Of course, I ask myself sometimes, what good is a fellow-sufferer if God is unable to liberate either one of us from this pit of pain, because in my blackest moments I want more--I need more--than a simple fellow companion on this journey? I agree with the cry of Dietrich Bonhoeffer that "only the suffering God can help", but if that is all that God is good for then, forgive me, but that is not enough. Until I remember the resurrection.
If the cross of Christ tells us that God suffers with this world then the resurrection tells us that God also liberates and transforms this world...and that gives me a flicker of hope. Just enough sometimes, to allow me to put one foot in front of the other, for one more day and sometimes, for one more hour. I have come to realize over the years that my pain runs straight through me into the heart of every other broken person on this planet even down to the core of the broken earth herself.

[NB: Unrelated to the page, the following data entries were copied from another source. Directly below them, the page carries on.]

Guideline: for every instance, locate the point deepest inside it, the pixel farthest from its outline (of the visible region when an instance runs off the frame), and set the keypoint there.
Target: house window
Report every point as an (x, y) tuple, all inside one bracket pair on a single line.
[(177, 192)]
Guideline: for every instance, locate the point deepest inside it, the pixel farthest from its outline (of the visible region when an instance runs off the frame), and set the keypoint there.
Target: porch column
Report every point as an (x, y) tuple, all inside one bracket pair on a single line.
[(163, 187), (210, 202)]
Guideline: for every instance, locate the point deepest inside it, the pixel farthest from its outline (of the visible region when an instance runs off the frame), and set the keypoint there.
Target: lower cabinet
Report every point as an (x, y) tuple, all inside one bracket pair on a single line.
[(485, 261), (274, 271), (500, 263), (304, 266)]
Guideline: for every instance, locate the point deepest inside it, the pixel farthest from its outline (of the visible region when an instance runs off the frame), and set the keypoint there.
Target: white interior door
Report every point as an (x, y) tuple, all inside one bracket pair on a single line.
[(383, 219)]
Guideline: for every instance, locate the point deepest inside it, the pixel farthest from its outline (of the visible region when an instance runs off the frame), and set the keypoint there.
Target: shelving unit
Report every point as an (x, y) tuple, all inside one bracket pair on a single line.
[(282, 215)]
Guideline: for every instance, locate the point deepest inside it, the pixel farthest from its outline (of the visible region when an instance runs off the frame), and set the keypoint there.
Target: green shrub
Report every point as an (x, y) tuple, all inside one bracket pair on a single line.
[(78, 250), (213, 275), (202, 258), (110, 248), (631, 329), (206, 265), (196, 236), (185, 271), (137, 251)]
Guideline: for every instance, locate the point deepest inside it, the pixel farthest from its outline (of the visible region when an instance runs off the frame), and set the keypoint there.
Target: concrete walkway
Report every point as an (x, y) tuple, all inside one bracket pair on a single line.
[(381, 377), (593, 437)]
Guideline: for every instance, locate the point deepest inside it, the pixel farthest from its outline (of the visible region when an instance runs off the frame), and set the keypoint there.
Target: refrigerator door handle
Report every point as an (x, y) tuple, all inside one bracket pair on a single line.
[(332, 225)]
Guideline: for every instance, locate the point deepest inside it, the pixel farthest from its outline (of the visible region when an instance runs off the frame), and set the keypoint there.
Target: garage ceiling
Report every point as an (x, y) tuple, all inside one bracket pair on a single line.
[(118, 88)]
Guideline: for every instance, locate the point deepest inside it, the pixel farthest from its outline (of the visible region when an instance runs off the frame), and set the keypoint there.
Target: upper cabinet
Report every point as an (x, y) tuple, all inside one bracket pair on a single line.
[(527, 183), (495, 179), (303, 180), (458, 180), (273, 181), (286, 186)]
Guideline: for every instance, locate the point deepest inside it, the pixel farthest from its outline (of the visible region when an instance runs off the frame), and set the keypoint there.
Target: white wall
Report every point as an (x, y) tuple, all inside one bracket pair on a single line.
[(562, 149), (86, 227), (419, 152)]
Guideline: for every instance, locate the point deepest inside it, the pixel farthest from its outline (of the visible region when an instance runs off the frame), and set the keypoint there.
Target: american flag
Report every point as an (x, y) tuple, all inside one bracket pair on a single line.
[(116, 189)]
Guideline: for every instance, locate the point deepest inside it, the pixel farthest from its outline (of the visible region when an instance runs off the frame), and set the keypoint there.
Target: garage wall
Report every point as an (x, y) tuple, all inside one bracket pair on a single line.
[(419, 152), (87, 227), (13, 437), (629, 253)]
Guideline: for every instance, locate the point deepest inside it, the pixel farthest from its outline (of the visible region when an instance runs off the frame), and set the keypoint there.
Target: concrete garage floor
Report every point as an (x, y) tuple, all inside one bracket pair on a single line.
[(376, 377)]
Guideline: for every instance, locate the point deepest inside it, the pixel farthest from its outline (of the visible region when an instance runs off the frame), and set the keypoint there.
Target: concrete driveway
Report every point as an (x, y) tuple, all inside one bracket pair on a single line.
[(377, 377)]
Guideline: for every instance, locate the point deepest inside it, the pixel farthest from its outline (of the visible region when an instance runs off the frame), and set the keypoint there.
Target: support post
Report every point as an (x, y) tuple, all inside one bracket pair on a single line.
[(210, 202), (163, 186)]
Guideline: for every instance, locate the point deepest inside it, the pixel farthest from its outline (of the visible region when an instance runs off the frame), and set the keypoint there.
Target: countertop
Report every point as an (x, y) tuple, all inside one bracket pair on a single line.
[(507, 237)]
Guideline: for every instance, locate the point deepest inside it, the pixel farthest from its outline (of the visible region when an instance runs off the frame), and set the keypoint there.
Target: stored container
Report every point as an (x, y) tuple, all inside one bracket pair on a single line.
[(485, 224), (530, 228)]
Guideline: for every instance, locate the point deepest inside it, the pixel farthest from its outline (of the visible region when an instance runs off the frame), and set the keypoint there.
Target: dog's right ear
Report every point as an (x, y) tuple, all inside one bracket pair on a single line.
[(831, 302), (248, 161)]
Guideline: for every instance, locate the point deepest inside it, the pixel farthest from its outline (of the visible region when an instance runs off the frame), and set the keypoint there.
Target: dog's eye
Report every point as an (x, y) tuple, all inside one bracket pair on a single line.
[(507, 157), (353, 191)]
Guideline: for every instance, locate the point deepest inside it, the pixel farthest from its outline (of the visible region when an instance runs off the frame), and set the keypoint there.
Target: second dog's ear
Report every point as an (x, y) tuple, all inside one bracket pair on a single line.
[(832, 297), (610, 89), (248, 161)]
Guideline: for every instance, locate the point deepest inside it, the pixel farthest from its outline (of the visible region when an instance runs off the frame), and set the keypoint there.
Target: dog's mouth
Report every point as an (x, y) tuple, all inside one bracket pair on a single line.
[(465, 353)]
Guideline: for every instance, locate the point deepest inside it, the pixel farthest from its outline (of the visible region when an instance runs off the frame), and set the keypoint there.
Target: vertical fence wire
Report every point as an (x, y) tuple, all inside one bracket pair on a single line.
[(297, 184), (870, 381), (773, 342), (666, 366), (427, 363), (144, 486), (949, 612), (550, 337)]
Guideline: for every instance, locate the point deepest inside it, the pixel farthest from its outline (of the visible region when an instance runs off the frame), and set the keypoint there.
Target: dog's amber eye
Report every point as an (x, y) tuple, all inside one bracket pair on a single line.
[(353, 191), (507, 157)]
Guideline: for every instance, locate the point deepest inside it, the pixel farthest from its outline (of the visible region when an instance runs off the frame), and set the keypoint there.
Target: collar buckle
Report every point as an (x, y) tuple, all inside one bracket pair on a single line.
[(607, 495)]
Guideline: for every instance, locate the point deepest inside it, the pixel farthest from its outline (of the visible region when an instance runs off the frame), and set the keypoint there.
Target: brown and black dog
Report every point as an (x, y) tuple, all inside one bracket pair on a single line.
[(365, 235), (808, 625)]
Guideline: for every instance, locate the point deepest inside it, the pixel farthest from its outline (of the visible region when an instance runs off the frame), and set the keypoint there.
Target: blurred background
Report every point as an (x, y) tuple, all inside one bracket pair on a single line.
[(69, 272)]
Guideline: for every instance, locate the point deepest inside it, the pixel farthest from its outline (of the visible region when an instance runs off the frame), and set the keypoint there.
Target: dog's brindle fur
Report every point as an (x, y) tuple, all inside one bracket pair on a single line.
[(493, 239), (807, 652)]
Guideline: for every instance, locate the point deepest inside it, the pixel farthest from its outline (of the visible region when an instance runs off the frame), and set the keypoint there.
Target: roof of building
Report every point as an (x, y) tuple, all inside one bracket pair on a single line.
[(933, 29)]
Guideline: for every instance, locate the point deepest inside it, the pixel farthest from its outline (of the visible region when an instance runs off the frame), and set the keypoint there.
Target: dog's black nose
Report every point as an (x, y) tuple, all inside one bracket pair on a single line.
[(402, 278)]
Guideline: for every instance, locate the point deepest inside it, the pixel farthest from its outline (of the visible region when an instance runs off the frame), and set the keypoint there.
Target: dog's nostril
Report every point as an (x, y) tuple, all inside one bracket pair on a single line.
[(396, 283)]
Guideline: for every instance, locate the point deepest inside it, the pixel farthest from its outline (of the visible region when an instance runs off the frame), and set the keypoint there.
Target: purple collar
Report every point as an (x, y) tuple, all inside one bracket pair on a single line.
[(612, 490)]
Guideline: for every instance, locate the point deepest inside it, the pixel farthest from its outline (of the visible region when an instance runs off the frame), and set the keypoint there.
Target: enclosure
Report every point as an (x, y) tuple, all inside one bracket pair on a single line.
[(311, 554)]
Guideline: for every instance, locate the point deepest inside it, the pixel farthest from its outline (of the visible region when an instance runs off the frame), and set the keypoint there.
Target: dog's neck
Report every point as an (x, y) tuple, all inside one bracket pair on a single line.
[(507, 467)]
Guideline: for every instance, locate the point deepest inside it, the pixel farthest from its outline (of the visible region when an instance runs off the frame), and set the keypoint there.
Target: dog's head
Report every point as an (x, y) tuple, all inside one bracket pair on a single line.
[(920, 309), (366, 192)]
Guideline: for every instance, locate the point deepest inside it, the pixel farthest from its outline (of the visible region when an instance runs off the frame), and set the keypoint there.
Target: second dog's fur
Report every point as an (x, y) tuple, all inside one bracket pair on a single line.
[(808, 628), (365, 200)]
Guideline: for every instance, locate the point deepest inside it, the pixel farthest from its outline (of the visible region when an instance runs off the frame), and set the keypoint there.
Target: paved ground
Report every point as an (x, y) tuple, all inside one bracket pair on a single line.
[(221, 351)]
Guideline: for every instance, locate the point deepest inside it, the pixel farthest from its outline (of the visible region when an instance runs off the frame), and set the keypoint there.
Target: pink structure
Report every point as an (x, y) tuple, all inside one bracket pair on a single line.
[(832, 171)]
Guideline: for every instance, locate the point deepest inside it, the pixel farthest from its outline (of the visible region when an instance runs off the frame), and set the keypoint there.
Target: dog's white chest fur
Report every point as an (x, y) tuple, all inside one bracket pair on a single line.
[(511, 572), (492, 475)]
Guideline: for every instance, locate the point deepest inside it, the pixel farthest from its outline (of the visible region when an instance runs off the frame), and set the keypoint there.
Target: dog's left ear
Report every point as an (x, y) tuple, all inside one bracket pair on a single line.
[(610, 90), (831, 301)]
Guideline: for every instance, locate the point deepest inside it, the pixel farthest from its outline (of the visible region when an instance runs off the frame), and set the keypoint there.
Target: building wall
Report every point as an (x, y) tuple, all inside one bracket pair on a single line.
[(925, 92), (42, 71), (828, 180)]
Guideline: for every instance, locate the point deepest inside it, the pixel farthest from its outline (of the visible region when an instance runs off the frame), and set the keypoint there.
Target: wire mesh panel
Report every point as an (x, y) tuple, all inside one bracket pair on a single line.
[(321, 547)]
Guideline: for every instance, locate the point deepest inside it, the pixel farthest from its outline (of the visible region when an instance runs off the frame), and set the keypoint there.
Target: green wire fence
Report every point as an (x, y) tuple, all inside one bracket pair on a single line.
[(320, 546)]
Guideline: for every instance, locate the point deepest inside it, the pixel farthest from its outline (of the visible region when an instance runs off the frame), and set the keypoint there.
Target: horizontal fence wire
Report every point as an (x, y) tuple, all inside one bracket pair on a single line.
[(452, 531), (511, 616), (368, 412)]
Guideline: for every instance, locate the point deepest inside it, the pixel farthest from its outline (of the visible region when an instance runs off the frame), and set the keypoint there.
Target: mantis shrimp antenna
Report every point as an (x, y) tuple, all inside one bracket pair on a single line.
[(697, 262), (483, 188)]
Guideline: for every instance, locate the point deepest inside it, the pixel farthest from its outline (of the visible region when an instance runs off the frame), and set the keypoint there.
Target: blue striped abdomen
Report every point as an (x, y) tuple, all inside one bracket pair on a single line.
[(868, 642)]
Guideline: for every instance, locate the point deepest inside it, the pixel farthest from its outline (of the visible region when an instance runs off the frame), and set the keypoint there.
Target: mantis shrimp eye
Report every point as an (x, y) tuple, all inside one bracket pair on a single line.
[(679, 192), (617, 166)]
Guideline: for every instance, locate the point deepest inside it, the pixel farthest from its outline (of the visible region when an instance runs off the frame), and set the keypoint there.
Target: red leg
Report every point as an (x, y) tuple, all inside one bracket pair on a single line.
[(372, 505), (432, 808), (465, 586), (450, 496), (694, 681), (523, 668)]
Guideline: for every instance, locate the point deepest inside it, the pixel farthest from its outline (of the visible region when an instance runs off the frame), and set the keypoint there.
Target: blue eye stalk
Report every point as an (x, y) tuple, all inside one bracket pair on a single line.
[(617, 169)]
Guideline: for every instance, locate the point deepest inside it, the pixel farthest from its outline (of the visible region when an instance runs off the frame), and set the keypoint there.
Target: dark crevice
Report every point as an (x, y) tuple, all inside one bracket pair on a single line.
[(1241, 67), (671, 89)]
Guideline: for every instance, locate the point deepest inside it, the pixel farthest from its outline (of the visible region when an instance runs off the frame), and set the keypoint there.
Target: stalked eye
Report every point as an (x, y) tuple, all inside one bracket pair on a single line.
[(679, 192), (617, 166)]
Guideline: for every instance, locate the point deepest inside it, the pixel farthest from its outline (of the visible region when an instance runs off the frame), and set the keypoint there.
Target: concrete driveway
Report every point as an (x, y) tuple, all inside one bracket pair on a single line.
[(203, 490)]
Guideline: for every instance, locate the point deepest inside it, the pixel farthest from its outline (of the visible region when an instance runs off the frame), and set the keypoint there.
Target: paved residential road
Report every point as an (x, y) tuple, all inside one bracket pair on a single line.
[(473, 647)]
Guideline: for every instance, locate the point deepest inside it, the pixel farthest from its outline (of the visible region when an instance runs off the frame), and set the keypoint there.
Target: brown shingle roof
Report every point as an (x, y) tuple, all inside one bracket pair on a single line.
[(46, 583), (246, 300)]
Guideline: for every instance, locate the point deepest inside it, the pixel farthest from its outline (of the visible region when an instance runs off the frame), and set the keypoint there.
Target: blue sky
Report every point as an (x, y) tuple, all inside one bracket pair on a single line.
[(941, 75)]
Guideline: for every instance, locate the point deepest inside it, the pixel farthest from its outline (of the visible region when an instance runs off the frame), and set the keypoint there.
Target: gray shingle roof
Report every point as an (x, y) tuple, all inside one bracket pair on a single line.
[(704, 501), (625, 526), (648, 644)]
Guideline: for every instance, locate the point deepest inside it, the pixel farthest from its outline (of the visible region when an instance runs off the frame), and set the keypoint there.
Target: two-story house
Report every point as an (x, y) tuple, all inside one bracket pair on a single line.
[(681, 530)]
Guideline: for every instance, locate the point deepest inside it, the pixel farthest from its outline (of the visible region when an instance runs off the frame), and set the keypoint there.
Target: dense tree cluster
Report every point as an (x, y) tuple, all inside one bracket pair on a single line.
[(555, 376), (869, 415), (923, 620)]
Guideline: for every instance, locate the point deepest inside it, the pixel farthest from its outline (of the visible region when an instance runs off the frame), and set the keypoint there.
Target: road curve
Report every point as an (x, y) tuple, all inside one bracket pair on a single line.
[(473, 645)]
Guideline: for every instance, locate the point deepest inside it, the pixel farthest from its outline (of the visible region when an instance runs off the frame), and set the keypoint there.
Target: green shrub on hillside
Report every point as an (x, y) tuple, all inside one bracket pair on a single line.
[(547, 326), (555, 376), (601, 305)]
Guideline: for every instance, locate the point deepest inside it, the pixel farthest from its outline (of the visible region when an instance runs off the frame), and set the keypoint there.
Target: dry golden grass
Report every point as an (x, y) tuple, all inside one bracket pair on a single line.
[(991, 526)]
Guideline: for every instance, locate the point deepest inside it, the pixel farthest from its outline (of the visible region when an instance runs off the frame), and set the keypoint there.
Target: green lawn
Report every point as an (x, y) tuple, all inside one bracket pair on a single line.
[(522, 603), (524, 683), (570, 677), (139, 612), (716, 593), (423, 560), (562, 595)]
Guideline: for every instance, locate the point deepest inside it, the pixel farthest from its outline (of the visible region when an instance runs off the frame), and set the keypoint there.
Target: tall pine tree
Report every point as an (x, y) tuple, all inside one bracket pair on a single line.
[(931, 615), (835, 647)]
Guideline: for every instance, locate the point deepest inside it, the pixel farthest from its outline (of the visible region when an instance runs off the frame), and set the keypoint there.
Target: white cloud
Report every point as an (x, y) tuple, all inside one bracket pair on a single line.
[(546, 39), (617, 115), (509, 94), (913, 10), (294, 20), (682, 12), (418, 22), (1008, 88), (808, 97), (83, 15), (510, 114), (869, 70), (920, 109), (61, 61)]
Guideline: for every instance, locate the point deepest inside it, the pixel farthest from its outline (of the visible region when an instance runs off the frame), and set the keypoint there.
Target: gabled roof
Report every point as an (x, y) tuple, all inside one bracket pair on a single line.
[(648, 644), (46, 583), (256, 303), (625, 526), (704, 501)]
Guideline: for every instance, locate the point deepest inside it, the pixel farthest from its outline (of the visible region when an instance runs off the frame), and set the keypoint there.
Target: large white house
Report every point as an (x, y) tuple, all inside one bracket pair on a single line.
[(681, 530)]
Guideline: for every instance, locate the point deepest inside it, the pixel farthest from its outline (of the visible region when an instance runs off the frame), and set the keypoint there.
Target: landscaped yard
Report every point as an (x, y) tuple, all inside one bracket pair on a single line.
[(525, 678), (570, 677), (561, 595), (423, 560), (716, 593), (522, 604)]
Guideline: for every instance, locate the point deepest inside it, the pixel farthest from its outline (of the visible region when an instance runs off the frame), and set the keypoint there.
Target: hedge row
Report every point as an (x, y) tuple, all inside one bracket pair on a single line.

Romans chapter 8 tells us that the "whole creation groans" for healing and freedom and liberation, so I know...in my better moments...that I am in good company. Having said that, I am still gripped sometimes by existential moments of despair when death seems a faster salvation and a more humane one than living. Such is life. Telling the truth helps. Maybe hearing it will help you too.
Larry, I'm sorry for the pain you suffer. One would never know it, though, because you are such a cheerful person! Praying you will someday experience relief!
ReplyDeleteHi Rhonda,
DeleteThanks for your comment and compassion. as for being cheerful, being miserable all the time over my pain doesn't make it any better, though sometimes I do go down in the depths of misery. I just try not to stay there. There is a little saying that is very apropos. Pain is inevitable, misery is a choice. I try not to choose misery.